Analyst Kalei Akamine flagged that the XLE exchange-traded fund "outperformed the S&P 500 by 13%" in January, and said the move picked up pace as "capital continued to flee large-cap tech due to overspend concerns."
Still, the bank emphasized that the backdrop for the sector is mixed. Akamine wrote that "global oil balances remain oversupplied by an estimated ~2.5 million b/d," even as OPEC+ has paused its planned unwind through March.
While Brent's recent price action "screens constructive," BofA characterizes recent strength as "largely inorganic, reflecting short-term Iran-related risk." The bank expects Iranian supply to keep flowing and therefore views WTI as "fundamentally range-bound around $60/bbl." That view is additionally supported, the bank said, by what it describes as an "emerging pivot in Venezuelan production declines."
Against this supply-heavy backdrop, BofA argues there is "limited scope for further valuation expansion," noting the sector's performance remains tightly coupled to commodity fundamentals. The bank's assessment underscores a distinction between the oil and gas sector and technology firms: Akamine observed that, unlike many tech companies which benefitted from abundant liquidity in the 2010s, oil and gas companies operate in a "capital constrained environment" where valuations are more directly tied to free cash yields than to revenue growth.

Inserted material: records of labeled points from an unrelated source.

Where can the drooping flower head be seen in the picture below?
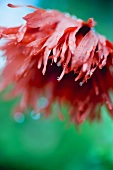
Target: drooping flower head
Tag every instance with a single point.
(59, 57)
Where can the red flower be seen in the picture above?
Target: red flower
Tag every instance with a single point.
(61, 58)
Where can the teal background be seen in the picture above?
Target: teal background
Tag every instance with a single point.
(52, 144)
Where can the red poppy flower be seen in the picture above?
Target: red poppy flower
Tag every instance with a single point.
(61, 58)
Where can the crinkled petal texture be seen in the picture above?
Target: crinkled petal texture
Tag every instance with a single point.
(61, 58)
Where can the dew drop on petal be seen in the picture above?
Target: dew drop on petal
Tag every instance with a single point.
(19, 117)
(34, 115)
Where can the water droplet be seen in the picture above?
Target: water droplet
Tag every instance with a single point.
(34, 115)
(42, 102)
(80, 83)
(19, 117)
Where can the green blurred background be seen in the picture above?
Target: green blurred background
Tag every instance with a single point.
(33, 142)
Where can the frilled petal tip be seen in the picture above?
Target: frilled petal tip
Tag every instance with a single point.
(61, 58)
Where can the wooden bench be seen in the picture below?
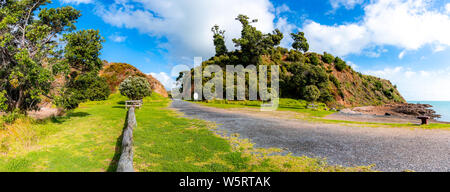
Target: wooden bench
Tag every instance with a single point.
(133, 103)
(424, 119)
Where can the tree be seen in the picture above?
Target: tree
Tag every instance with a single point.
(29, 49)
(300, 42)
(254, 43)
(83, 88)
(219, 40)
(327, 58)
(311, 93)
(135, 88)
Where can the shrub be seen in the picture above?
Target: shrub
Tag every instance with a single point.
(327, 58)
(3, 100)
(311, 93)
(314, 59)
(135, 88)
(294, 56)
(339, 64)
(86, 87)
(335, 81)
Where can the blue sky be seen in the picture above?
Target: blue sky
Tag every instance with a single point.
(405, 41)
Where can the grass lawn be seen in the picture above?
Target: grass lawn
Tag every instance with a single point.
(315, 115)
(88, 139)
(84, 140)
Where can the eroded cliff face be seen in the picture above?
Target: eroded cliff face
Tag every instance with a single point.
(115, 73)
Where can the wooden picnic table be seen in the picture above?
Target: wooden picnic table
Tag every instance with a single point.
(133, 103)
(424, 119)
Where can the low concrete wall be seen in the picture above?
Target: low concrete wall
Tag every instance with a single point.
(126, 158)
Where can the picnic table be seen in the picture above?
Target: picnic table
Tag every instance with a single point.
(424, 119)
(133, 103)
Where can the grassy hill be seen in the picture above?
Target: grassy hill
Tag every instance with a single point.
(89, 139)
(115, 73)
(338, 83)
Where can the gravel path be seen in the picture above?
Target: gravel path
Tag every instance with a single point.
(390, 149)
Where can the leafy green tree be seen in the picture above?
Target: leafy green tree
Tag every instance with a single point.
(311, 93)
(29, 49)
(81, 56)
(219, 40)
(300, 42)
(314, 59)
(327, 58)
(254, 43)
(340, 64)
(135, 88)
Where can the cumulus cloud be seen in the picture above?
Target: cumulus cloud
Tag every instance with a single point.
(186, 24)
(406, 24)
(165, 79)
(348, 4)
(77, 1)
(117, 38)
(401, 54)
(418, 85)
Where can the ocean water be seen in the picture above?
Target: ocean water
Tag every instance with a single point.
(441, 107)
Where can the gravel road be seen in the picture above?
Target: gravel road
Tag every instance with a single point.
(390, 149)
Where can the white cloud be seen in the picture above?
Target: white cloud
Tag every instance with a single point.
(406, 24)
(402, 54)
(418, 85)
(348, 4)
(165, 79)
(117, 38)
(447, 8)
(77, 1)
(281, 9)
(186, 24)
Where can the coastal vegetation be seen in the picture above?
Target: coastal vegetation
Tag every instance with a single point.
(303, 75)
(88, 139)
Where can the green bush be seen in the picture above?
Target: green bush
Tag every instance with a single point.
(327, 58)
(335, 81)
(135, 88)
(294, 56)
(85, 87)
(3, 100)
(311, 93)
(314, 59)
(339, 64)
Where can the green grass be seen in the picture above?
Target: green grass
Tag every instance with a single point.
(314, 115)
(89, 138)
(165, 141)
(299, 106)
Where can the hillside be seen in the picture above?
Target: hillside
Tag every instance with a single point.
(115, 73)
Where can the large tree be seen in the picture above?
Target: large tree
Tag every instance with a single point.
(219, 40)
(300, 43)
(31, 53)
(254, 43)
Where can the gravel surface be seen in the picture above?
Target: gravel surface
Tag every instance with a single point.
(390, 149)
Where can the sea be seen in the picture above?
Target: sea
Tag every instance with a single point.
(441, 107)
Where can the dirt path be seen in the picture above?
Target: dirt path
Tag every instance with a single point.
(390, 149)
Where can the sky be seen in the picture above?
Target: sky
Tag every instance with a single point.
(404, 41)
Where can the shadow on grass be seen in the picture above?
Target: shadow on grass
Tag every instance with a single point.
(118, 149)
(62, 119)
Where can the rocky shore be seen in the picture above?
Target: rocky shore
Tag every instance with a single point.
(402, 110)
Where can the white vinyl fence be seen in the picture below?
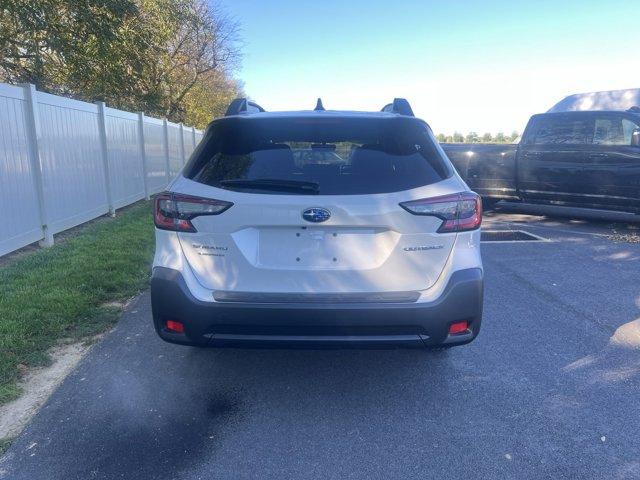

BofA reiterated its valuation framework - an 8-13 percent discount rate and a long-term WTI assumption of $60/bbl - and said that, under that framework, upside for many large-cap energy names is "increasingly constrained." The bank instead sees relatively more attractive opportunities among several mid-cap producers, naming DVN, CTRA, OVV, and CRC as examples.
The note frames recent sector gains as driven by rotational flows rather than a durable decoupling of energy equities from the physical market. BofA highlighted that because supply-demand dynamics in oil move rapidly through physical markets, valuations have "limited ability to decouple from underlying fundamentals."
Context and implications
The bank's view presents a cautiously constructive case for energy equities: market positioning and short-term geopolitical risk have supported prices, but structural supply metrics and valuation methodology keep upside in check. Investors tracking sector momentum should be aware that BofA's framework leaves large-cap upside constrained while pointing to selective mid-cap names as more compelling given current assumptions.